Ion mobility spectrometers are used to detect at least selected constituents in a stream of sample gas. An ion mobility spectrometer may be used, for example, to detect the presence of contaminants in air or to detect explosives.
Ion mobility spectrometers have been commercially available since about 1970. An early ion mobility spectrometer is disclosed, for example, in U.S. Pat. No. 3,699,333 which issued to Cohen et al. in 1972. Early work in ion mobility spectrometers also is described by Cohen and Karasek in the Journal of Chromatographic Science, Volume 8 pages 330-337 which was published in 1970. A full review of the theory of ion mobility spectrometry is provided in Mobility and Diffusion of Ions in Gasses by McDaniel and Mason which was published by John Wiley and Sons in 1973. Ion mobility spectrometers produced during the last 20 some years have all been fundamentally the same as the early on mobility spectrometer described by Cohen and Karasek.
A typical prior art ion mobility spectrometer is illustrated schematically in FIG. 1 and is identified generally by the numeral 10. The prior art ion mobility spectrometer 10 is comprised of two parts, namely, the ionization or reaction region 12 and the drift region 14 A sample of air to be analyzed is fed into the ionization region 12 on a stream of air or carrier gas containing a halogenated compound, such as methylene chloride. The carrier or air is ionized by the action of .beta. particles, which typically are emitted from a radioactive nickel.sup.63 source, and which form positive ions and electrons.

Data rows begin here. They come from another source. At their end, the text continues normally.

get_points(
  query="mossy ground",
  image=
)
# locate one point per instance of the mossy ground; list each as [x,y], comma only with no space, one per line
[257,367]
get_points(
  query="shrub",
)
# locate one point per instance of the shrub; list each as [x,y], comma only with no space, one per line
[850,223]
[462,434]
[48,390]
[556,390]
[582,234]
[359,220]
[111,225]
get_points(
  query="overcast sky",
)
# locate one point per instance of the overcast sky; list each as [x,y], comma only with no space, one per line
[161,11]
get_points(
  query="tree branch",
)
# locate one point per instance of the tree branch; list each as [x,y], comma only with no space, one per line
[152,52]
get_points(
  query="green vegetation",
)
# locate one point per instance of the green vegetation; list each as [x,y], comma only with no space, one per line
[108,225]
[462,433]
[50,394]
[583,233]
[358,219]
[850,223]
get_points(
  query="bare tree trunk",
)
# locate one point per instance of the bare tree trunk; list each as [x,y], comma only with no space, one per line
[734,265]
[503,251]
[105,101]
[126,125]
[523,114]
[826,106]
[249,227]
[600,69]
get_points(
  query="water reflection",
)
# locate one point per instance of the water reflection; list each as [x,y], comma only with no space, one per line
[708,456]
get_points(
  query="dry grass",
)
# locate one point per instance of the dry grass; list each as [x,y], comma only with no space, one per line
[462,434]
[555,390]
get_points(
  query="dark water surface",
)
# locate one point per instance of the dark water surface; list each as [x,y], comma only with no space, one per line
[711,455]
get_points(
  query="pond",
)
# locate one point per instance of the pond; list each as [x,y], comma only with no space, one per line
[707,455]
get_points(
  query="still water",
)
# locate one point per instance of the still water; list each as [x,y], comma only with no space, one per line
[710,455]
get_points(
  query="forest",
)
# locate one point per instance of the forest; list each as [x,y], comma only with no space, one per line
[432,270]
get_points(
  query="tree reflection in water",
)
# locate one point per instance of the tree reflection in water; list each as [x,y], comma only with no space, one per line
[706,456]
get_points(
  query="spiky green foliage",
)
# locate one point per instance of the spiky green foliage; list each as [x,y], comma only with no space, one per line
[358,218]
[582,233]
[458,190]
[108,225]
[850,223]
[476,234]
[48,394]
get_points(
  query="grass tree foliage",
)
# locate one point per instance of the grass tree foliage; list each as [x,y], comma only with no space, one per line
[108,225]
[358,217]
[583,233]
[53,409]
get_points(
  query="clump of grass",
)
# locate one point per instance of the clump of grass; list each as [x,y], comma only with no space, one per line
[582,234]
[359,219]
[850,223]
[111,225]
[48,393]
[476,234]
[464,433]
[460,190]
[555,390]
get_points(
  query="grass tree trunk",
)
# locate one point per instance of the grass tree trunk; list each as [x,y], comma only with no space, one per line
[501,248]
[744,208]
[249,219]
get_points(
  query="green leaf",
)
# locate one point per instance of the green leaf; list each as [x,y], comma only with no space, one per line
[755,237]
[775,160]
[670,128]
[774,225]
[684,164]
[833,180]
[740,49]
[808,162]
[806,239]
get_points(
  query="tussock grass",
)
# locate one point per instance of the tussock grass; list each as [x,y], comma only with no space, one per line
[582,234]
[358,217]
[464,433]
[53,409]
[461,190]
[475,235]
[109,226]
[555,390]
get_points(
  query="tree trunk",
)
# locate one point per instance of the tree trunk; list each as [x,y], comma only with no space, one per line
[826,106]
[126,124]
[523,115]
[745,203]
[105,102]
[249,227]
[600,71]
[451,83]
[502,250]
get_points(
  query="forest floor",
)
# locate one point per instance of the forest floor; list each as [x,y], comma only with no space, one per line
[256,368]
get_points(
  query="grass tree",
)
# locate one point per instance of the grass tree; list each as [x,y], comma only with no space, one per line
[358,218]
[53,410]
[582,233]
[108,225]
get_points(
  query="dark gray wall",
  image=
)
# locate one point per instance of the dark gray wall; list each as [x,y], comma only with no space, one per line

The electrons are all captured by oxygen or the halogen which is in vast excess in the ionization region 12 of prior art detector 10. The ions which are formed immediately come under the influence of an electric field V.sub.1 in the ionization or reaction region 12, as shown in FIG. 1. The polarity of the field is set to direct the ions of interest (i.e. positive or negative) toward the drift region 14 of the prior art detector 10. For simplicity, only the negative ion analysis will be described here with respect to the prior art detector 10.
Sample molecules that are carried into the ionization or reactor region 12 of the prior art detector 10 may react with the negative ions present if the sample is more electro negative than the negative charge carrier. This type of ion molecule reaction is commonly known as charge transfer. Charge transfer processes can occur in areas of high field strength because there are many opportunities for dissipating the energy in the reacting bodies. However, the charge transfer efficiency in the prior art detector 10 employinq the prior art ion mobility spectrometer technology is very low.
Negative ions, including both sample and reactant ions are attracted toward a shutter grid 16 of the prior art detector 10 as shown in FIG. I. The shutter grid 16 has been essential to all prior art designs of ion mobility spectrometers and was first described by Bradbury and Nielson and was fully explained operationally by McDaniel and Mason in their above referenced work, Mobility and Diffusion of Ions in Gasses. Unfortunately, however, the shutter grid 16 of the prior art detector 10 only allows ions to pass through into the drift and collector region 14 for a short period of time, which typically is about 0.2 mS of duration and which occurs every 20 mS. At all other times, the ions arriving at the shutter grid 16 of the prior art detector 10 shown in FIG. 1 are discharged. This means that of the comparatively few molecules which were ionized, approximately 99% are annihilated in the prior art detector 10 before they can be detected. The total ionization and collection efficiency of the best prior art detector of the type shown in FIG. 1 is less than 0.01%. In view of this inherent inefficiency, prior art ion mobility spectrometers may fail to detect the presence of certain gases of interest which are in fact present in a sample of air being analyzed. For example, prior art ion mobility spectrometers that are used in bomb detectors may be unable to detect many of the organo nitro explosives, such as RDX. Additionally, the reactant ion in the prior art ion mobility spectrometer, usually O.sub.2.sup.- or Cl.sup.-, is likely to mask other light ions, thus making the prior art ion mobility spectrometer unsuitable for detection of such light ions.
In view of these deficiencies of the prior art detectors, it is an object of the subject invention to provide an improved and more efficient ion mobility spectrometer.
It is a further object of the subject invention to provide an ion mobility spectrometer that is much more effective in detecting the presence of explosive ions.
It is a further object of the subject invention to provide an ion mobility spectrometer that is particularly effective in detecting plastic explosives.
Still a further object of the subject invention is to provide a ion mobility spectrometer that is particularly effective for detecting light ions, such as oxygen and oxides of nitrogen and other atmospheric contaminants.